I'm currently working on a problem to do image classification on images using Bayesian Networks. I have tried using pomegranate
, pgmpy
and bnlearn
. My dataset contains more than 200,000 images, on which I perform some feature extraction algorithm and get a feature vector of size 1026.
pgmpy
from pgmpy.models import BayesianModel
from pgmpy.estimators import HillClimbSearch, BicScore, K2Score
est = HillClimbSearch(feature_df, scoring_method=BicScore(feature_df[:20]))
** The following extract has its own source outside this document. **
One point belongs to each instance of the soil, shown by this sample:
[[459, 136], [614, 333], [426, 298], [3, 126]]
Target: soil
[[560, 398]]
best_model = est.estimate()
edges = best_model.edges()
model = BayesianModel(edges)
pomegranate
from pomegranate import *
model = BayesianNetwork.from_samples(feature_df[:20], algorithm='exact')
bnlearn
library(bnlearn)
df <- read.csv('conv_encoded_images.csv')
df$Age = as.numeric(df$Age)
res <- hc(df)
model <- bn.fit(res,data = df)
The program written in bnlearn
in R completes running in couple of minutes, while the pgmpy
runs for hours and pomegranate freezes my system after a few minutes. You can see from my code that I'm giving first 20 rows for training in both pgmpy
and pomegranate
programs, while bnlearn
takes the whole dataframe. Since I am doing all my image preprocessing and feature extraction in python, it is difficult for me to switch between R and python for training.
My data contains continuous values ranging from 0 to 1. I've also tried discretizing the data to 0's and 1's, which didn't resolve the issue.
Is there any way I can speed up training in these python packages or am I doing anything wrong in my code?
Thanks for any help in advance.
Edit:
https://drive.google.com/file/d/1HbAqDQ6Uv1417zPFMgWBInC7-gz233j2/view?usp=sharing
This is dataset with 300 columns and ~40000 rows. In case you want to try reproducing the output.